Avant et après "Mutant Tool" se trouvent pourtant deux bijoux de cruauté qui laissent une marque. "House & Home", de Sean Hogan ("The Devil's Business") a une structure classique, prévisible si l'on veut, avec une morale anti-bourgeoise. C'est ce couple riche en crise explicite dictée par le manque de compréhension sexuelle... et une pincée de perversion qui les rend ardus à trouver le bon élan dans leur relation conjugale. Entre les deux, c'est elle qui "porte les pantalons" : elle est le cerveau, lui le bras d'un jeu sadique visant à assouvir leurs instincts sexuels pervers sur la peau des sans-abri. Des pratiques de "pissing", de cumshot et de violence carnale de style lesbien anticipent le renversement prévisible des rôles dans une sauce splatter. La simplicité et la mécanisation de l'histoire fonctionnent bien et donnent plus d'efficacité au récit, qui a son point fort dans l'explicitation scabreuse du viol & vengeance de la dichotomie amour/mort. C'est sur cela que se concentre, peut-être de manière encore plus efficace, le troisième et dernier épisode, "Bitch". Un titre trop clair qui, entre les mains de Simon Rumley ("The Living and the Dead" ; "Red, White & Blue") devient un drame existentiel imprégné de perversion et de cruauté. La "salope" du titre est Claire (Kate Braithwaite), une fille apparemment tranquille mais dans l'intimité une perfide dominatrix qui force son petit ami à se déguiser en chien, à dormir dans une niche et à se faire posséder analement pendant les rapports sexuels. Il est humilié, vidé et à la énième méchanceté, commence à méditer une terrible vengeance qui culmine dans une scène terrible d'"amour bestial". Le rythme de ce troisième épisode est plutôt lent, mais le thème est fort et les deux acteurs principaux sont excellents.
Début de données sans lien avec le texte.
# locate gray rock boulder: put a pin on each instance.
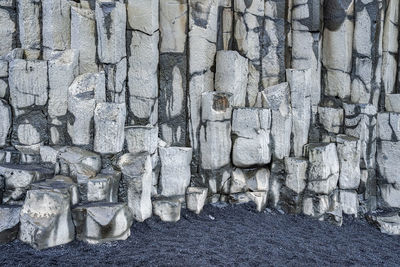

Le seul reproche que l'on peut faire à Rumley est un usage de la photographie monotone et sans imagination (tout viré en bleu en post-production, avec une paire de scènes en rouge... comme ça, sans réelle raison).
Dans l'ensemble, "Little Deaths" est un film réussi, capable de faire un excellent usage du thème central de l'œuvre, l'exaspérant et visant une forte prise sur le public. Sûrement pas adapté à tous les goûts.